I saw these beautiful photographs on sfgirlbybay and was instantly filled with longing.
Oh to have a dog. And slim ankles. And fantastic boots. Sigh.
I am desperate for a dog. One day it’ll happen. If only so I can get the plaque I saw recently that said “children are for people who can’t have dogs.” The Sweetie and I laughed and laughed and I couldn’t wait to prominently display it for those who think it is okay to ask why I don’t have children and then give a faint sniff of judgment. I stopped laughing and put the plaque down when I remembered that I don’t, in fact, have a dog and it would just make me feel like a loser with commitment and responsibility issues.
I keep putting off getting a dog partly because of my aforementioned commitment and responsibility issues, but for valid reasons as well. For one, I have a canine hating cat. I have witnessed the cat chase loping Labrador retrievers and scratching the noses of feline friendly canines. I worry that I’d bring my old shelter dog home and the cat would instantly attack, making it’s life a living nightmare. The cat is a persistent, wily grudge holder. I know this for a fact, having been the object of his disdain for years since coming between him and The Sweetie. Despite the fact that the cat now coldly tolerates me, I still suspect that one day he will find a way to murder me in my bed. Nonetheless, he remains irresistibly cute and has seniority, therefore his comfort must take precedence.
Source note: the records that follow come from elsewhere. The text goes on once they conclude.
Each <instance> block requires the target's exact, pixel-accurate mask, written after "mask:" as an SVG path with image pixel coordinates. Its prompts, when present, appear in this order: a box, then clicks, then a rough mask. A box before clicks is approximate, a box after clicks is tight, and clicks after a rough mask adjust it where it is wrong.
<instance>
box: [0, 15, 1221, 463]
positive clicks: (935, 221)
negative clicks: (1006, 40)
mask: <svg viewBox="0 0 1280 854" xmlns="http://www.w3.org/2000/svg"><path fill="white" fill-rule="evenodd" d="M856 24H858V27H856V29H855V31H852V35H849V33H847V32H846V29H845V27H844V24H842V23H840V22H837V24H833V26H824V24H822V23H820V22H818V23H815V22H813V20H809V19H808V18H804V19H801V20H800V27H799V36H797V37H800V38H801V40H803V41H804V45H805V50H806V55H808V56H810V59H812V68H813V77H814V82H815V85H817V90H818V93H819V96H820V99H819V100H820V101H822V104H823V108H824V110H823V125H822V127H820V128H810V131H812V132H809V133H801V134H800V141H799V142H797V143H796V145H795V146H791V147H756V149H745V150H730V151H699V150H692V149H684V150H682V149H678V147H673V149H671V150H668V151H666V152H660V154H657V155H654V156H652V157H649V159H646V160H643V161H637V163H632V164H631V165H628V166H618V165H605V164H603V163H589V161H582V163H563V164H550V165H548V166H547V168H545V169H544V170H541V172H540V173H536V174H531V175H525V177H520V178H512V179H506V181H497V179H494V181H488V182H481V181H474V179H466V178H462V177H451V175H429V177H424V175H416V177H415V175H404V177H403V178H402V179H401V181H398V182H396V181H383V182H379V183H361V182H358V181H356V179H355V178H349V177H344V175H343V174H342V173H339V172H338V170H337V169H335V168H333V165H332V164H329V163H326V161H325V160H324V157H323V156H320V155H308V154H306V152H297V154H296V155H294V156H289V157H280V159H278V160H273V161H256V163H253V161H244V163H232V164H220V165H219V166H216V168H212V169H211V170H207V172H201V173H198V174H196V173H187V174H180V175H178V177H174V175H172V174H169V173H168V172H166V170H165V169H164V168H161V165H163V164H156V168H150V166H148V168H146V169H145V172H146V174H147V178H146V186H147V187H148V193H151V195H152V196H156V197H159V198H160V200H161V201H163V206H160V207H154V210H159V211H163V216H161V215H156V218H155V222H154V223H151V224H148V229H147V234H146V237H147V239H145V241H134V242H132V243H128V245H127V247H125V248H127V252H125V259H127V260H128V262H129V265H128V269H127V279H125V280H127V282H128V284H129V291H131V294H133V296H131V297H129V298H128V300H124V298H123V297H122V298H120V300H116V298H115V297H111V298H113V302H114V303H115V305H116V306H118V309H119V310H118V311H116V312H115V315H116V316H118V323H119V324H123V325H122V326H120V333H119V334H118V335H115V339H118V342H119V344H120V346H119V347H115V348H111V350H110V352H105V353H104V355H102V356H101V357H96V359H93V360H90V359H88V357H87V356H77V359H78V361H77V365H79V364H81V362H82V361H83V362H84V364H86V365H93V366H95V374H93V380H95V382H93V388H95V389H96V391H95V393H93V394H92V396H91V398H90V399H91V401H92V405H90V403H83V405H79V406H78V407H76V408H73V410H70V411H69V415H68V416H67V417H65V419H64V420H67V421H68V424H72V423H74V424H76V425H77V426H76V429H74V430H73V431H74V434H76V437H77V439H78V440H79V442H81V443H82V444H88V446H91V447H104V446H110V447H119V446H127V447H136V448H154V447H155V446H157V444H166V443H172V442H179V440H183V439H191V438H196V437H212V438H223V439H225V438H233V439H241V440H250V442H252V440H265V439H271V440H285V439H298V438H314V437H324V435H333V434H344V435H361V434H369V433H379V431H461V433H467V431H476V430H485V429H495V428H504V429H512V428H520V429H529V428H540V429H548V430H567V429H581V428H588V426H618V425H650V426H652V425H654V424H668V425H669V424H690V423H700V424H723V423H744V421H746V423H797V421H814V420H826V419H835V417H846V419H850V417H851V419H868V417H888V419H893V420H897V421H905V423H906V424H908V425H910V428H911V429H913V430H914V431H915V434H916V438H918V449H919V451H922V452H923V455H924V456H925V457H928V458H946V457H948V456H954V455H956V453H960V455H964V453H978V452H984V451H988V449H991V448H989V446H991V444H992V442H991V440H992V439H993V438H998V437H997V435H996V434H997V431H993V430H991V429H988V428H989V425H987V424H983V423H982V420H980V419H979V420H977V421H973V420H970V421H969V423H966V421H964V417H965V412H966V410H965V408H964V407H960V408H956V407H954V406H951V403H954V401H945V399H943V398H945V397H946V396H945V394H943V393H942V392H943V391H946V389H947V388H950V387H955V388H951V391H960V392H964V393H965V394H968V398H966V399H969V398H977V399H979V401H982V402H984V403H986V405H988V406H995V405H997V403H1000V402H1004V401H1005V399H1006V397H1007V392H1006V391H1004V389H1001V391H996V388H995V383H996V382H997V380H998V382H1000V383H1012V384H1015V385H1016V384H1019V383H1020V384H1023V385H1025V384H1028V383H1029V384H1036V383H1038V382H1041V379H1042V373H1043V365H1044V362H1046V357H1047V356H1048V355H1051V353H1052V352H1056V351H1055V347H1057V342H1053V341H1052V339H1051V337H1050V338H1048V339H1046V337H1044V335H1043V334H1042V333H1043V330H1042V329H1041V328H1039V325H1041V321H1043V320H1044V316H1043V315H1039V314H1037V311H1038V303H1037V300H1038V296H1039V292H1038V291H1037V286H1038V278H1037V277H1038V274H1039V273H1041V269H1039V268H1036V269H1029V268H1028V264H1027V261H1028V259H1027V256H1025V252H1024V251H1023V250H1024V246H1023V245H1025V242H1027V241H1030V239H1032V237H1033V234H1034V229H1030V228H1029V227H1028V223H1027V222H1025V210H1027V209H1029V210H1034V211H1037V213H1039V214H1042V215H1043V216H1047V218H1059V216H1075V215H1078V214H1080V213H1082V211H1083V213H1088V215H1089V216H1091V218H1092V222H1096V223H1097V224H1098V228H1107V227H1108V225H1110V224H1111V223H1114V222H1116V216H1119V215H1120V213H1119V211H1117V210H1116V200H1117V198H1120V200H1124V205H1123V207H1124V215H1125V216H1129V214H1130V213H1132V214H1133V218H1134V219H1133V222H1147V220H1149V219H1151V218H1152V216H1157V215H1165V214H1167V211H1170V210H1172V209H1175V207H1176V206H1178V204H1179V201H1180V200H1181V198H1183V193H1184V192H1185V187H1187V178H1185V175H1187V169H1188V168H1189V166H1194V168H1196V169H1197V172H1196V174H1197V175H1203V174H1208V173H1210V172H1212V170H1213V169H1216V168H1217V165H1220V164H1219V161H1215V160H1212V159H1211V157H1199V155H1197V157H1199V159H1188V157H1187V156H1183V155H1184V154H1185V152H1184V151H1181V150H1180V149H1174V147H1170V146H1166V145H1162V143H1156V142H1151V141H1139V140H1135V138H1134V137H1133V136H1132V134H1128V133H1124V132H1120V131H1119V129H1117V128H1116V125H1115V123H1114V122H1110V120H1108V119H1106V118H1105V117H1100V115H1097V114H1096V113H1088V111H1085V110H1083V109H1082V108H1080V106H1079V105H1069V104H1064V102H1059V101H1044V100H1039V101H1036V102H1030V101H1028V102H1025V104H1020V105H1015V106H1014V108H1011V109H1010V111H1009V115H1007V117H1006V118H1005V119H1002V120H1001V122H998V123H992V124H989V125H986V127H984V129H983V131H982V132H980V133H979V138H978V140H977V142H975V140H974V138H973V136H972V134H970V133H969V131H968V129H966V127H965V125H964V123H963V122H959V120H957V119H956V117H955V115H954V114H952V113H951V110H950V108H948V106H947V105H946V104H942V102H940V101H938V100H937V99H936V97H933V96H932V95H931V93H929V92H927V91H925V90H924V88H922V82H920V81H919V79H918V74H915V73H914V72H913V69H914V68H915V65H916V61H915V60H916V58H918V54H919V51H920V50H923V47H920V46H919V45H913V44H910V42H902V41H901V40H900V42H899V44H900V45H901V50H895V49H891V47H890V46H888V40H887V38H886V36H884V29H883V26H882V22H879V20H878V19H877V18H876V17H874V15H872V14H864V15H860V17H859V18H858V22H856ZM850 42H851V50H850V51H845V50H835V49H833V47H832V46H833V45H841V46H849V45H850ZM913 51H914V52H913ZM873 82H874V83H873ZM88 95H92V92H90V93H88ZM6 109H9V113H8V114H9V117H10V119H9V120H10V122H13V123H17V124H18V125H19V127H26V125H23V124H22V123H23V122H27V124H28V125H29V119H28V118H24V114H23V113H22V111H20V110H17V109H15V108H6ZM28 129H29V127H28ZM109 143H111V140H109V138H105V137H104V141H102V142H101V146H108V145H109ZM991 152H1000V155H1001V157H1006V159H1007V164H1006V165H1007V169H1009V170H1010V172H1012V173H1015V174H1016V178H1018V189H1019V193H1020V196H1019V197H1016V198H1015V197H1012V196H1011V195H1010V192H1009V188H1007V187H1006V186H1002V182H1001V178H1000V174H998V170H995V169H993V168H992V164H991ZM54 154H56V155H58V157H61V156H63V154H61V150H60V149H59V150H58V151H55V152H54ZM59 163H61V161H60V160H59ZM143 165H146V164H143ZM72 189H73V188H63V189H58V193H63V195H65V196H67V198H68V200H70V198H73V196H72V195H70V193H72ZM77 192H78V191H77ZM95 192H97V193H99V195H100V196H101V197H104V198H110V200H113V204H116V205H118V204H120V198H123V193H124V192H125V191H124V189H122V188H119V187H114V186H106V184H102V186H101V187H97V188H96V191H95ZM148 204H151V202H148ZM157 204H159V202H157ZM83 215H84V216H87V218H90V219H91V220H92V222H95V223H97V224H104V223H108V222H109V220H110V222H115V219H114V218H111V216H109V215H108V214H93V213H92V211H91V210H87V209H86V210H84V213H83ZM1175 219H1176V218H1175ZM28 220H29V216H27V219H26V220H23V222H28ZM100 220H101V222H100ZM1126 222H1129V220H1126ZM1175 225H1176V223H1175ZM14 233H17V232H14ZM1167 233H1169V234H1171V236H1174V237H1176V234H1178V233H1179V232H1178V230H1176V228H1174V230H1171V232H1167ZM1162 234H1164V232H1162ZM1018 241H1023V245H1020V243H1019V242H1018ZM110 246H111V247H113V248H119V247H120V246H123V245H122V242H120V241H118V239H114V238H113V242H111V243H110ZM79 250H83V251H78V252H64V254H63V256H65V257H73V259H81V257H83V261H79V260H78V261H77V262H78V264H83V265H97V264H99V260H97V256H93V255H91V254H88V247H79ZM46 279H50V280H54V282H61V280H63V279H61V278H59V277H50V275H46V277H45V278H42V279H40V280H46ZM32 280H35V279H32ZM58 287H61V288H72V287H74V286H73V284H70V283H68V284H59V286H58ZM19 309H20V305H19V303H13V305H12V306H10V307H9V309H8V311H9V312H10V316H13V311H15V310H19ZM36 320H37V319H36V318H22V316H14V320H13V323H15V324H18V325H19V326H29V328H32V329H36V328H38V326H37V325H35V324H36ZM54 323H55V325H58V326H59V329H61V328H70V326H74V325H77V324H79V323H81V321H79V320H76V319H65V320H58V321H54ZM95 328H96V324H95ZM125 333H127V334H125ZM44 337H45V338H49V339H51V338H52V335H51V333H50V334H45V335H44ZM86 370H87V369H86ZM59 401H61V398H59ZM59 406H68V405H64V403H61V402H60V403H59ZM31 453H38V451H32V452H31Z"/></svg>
Along with the lovable but murderous cat there is also my ongoing dream that soon The Sweetie and I will travel to India for a few months. We have been formulating this plan for a decade now and aren’t actually any closer to making it happen, but it feels like it will any day now, sort of, and what would I do with the old shelter dog then?
So I wait. And dream. And pine for a lovely dog I could call my own. As I stare wistfully at pictures like these, envying the lucky portrait people and their lovely dogs and shapely knees.